Aiguillon donc, et également rampart : le service public impose des limites à une dérive éditoriale que connaissent, nous le constatons, tous les pays où, précisément, n'existe pas un service public fort et visible. En d'autres termes, le service public participe à une stratégie d'équilibre, de diversité, de qualité, qui, avec les autres éléments du dispositif français de régulation, impose sa marque bénéfique à l'ensemble du secteur audiovisuel.
J'exprimerai donc pour ma part cet enjeu qu'affronte aujourd'hui le secteur public en termes de contrat : il s'agit pour les entreprises concernées de renouveler le contrat qu'elles ont avec l'Etat et avec le public. Il ne s'agit pas seulement d'occuper un espace, mais de justifier l'espace que l'on occupe.
2.2 Quels en sont les axes de développement ?
J'en vois deux principaux.
Le déploiement d'une offre plus large d'abord : c'est expliciter sur le plan éditorial les missions du service public. Les entreprises doivent donner un gage de visibilité et de transparence. Nous passons d'une télévision seulement généraliste à une offre plurielle : c'est dans cet esprit que mes services travaillent en ce moment avec les entreprises au choix des thèmes et des approches qui seront proposés aux téléspectateurs. La tutelle étudie en effet les projets présentés par France Télévision, en liaison, pour partie, avec Arte France, c'est-à-dire par les deux entreprises ou groupes qui ont vocation à proposer une offre sur le territoire métropolitain. L'ensemble est ambitieux et mérite d'être discuté. Je me situe pour ma part dans la logique du déploiement de l'offre du service public que j'évoquais à l'instant, mais en songeant à en préciser les contours en fonction de deux éléments : la pertinence éditoriale - l'information, la proximité, l'offre culturelle me semblent de ce point de vue particulièrement important - et l'équilibre économique.

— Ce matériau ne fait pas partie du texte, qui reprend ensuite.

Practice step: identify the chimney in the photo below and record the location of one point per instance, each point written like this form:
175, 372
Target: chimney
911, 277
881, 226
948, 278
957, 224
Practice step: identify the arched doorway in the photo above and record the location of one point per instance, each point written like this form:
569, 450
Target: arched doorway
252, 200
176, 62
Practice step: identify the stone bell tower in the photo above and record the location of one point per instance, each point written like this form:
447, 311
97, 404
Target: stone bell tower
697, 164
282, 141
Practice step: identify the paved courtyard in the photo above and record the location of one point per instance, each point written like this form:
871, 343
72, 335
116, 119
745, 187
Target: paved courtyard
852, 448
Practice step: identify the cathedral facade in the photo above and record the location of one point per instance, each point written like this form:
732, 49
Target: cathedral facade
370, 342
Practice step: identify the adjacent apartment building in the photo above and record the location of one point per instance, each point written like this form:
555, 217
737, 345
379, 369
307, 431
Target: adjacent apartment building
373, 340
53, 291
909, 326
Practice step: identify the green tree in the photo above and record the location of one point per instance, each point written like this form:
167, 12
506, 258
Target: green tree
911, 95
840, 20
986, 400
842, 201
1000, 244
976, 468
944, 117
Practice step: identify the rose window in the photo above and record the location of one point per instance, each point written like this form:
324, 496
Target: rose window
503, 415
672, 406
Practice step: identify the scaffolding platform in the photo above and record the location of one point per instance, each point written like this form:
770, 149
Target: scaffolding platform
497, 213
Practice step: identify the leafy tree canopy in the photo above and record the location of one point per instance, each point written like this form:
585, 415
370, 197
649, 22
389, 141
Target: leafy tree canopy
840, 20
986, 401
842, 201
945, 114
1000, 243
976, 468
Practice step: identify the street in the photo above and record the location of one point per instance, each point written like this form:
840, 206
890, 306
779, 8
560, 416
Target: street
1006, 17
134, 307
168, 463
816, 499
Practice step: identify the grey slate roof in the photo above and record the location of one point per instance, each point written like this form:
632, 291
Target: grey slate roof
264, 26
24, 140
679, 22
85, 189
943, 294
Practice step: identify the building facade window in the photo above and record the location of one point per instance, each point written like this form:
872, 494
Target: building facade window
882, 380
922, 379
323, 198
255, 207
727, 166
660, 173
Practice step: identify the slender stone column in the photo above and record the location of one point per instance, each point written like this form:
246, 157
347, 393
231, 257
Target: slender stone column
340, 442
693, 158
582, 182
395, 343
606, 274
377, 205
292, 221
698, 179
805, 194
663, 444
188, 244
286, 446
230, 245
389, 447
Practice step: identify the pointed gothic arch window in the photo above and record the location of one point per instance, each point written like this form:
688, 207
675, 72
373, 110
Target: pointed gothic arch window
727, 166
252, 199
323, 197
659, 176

Le deuxième axe de développement de ces projets relève à mon sens de l'exploitation des potentialités techniques du numérique : c'est adapter l'offre en fonction de la concordance entre missions et support. Cette réflexion est au cur de la notion de service : il faut jouer des apports de l'interactivité, pour diversifier les modalités de réalisation du service attendu. Certains axes éditoriaux y sont particulièrement adaptés, comme la mission éducative ou la mission d'information de proximité.
Un mot enfin du calendrier, puisque j'en ai parlé de manière générale et que celui qui concerne le service public intéresse beaucoup, je le sais, les participants à cette journée. L'inscription de ces choix se fera dans les contrats d'objectifs et de moyens : ils seront donc connus avant la fin du premier trimestre 2001, l'objectif étant d'être prêt à diffuser pour mi 2002.
Je reviendrais, pour conclure, sur la notion de convergence. Pour une fois, elle n'est pas problématique, parce qu'elle ne se fait pas à priori aux dépens des contenus. Elle est même souhaitable : la technologie n'apparaît pas comme une contrainte (économique) mais comme une source de possibles. Les choses se présentent donc dans le bon ordre : celui qui nous intéresse, au Ministère de la culture et de la communication. C'est pour moi l'occasion de parler contenus et missions : une occasion que je compte exploiter.